La placenta regresa entonces sin necesidad de convertirse en emblema. Durante un tiempo sostuvo materialmente una relación entre dos cuerpos y después quedó fuera de ambos. En la memoria continúa junto al nacimiento de un hijo, una ruptura, un matrimonio que termina, un deseo que obliga a cambiar de dirección. No explica ninguno de esos acontecimientos. Los mantiene próximos. Los lleva.
Levanto la vista. La muchacha del puesto de enfrente continúa trabajando. Ha limpiado varios pescados durante el tiempo que llevo observándola. Introduce la hoja, encuentra la espina, separa, desecha, lava la tabla. Ignora que sus manos han provocado todo este rodeo.
Durante unos minutos he querido atribuirles un conocimiento que no poseen. Ellas saben dónde cortar porque el pez ofrece articulaciones. Yo había supuesto que una vida debía ofrecerlas también.
Naturaleza e historia, determinación y libertad, lo recibido y lo elegido continúan siendo distinciones necesarias. Pensar exige discriminar. El error comienza cuando olvidamos que el cuchillo es nuestro y atribuimos sus cortes a la anatomía de aquello que intentamos comprender.
Desde mi pescadería alguien pregunta quién va ahora.
Doy un paso hacia el mostrador. Antes de volverme miro una última vez al puesto de enfrente. La muchacha enjuaga el cuchillo bajo el grifo. El agua golpea la hoja, arrastra un hilo rosado por la tabla y desaparece por el desagüe.
Me toca.
Ella ya está limpiando otro pez.
Notas al margen
1. La pregunta por el origen tampoco es inocente. «¿De dónde viene?» prepara una respuesta causal antes de saber siquiera si aquello que busca posee una causa separable. El cuchillo estaba en la pregunta.

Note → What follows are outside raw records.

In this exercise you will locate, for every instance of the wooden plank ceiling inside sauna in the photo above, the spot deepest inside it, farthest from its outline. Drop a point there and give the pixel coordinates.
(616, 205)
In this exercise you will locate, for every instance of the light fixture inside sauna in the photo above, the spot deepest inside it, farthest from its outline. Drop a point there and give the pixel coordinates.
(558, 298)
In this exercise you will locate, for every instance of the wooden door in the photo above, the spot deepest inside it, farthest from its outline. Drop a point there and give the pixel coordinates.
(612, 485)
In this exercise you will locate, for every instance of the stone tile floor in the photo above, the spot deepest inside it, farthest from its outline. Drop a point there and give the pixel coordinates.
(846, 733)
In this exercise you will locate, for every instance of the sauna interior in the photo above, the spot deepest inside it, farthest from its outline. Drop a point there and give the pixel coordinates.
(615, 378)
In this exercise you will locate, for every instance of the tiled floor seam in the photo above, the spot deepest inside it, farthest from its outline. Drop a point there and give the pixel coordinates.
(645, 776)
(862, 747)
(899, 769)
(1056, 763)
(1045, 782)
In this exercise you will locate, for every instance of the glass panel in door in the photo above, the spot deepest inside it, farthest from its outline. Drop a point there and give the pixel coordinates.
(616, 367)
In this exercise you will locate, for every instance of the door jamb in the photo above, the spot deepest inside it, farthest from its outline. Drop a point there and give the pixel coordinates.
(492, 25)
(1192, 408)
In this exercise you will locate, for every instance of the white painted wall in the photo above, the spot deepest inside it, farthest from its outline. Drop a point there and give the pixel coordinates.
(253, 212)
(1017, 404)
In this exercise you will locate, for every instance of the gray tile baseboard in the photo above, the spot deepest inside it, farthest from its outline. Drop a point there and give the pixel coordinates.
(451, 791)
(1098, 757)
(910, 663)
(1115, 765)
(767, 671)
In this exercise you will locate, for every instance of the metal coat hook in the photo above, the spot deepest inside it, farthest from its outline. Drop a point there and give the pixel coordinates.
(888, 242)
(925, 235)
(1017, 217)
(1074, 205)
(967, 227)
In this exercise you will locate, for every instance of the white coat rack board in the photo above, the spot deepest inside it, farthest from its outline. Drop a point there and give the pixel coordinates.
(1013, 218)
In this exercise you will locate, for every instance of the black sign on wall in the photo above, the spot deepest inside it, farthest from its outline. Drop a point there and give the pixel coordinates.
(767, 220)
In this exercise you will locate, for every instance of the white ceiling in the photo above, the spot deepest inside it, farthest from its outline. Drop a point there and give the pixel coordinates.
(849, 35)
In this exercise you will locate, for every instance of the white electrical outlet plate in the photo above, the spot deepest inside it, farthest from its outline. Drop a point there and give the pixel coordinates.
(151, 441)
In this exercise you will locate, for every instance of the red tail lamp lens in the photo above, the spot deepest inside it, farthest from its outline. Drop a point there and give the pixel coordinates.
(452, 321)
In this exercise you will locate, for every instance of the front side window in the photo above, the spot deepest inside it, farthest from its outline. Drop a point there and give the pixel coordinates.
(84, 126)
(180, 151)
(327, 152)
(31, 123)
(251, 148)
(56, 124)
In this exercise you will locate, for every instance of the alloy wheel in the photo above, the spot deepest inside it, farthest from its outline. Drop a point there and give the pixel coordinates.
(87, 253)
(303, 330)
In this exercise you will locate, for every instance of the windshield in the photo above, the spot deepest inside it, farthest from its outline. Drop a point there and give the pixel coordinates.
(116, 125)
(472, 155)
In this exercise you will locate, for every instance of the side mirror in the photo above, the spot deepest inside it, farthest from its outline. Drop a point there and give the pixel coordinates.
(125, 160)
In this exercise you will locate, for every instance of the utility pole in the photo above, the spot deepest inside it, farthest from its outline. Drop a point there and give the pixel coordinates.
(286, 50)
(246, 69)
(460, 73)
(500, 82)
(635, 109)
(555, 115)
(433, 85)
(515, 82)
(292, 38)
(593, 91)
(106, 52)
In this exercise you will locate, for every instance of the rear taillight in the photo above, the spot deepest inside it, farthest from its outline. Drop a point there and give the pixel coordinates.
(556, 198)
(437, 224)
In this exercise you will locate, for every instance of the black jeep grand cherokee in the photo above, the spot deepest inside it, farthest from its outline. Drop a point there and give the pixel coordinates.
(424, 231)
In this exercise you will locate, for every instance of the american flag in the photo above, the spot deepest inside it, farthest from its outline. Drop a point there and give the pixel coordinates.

2. Podría aparecer aquí Judith Butler y explicar que nunca existe primero un sujeto terminado y después las normas que lo modelan. Pero si la nota necesita a Butler para sostener el párrafo, el párrafo ha fracasado. Dejémosla todavía fuera.
3. ¿De quién es una placenta? Quizá la torpeza esté en el posesivo. Algunas relaciones corporales preceden a la posibilidad de distribuir limpiamente lo mío y lo tuyo.
4. Ursula K. Le Guin, «The Carrier Bag Theory of Fiction». Frente a la vieja fascinación narrativa por el arma y su trayectoria, el recipiente permite pensar una forma capaz de transportar heterogeneidad. Una precisión: la bolsa empieza a parecer demasiado adecuada para este ensayo. Habrá que vigilarla.
5. Ya es tarde. La placenta se ha convertido en bolsa y la bolsa en teoría de la vida. El texto acaba de advertir contra esa operación después de haberla realizado. Que la contradicción permanezca. Una nota también puede negarse a absolver al párrafo que la llama.
6. Monique Wittig pensó la capacidad del lenguaje para producir aquello que parece limitarse a describir; Sara Ahmed siguió después las líneas por las que ciertos cuerpos y deseos son orientados. Sus nombres caben mejor aquí, en el margen. Arriba importa que el lector vea la línea antes de conocer quién la estudió.
7. Merleau-Ponty no escribió sobre este cochecito. Mejor así. Una filosofía merece sobrevivir a sus ejemplos cuando permite reconocer aquello que nunca llegó a contemplar.
8. Butler vuelve. O quizá nunca se había ido. Las normas existen repitiéndose y ninguna repetición es perfecta. Pero esta nota empieza a comportarse como aquello que describe: vuelve sobre una aparición anterior sin conseguir repetirla exactamente.
9. «Presentar la propia orientación sexual o el propio deseo como una respuesta a aquello que nos ha sido transmitido, a aquello que nos ha sucedido, es una manera de politizar y reapropiarse de la cuestión de la elección.» La palabra importante era respuesta. Hemos necesitado casi todo el texo para llegar hasta ella.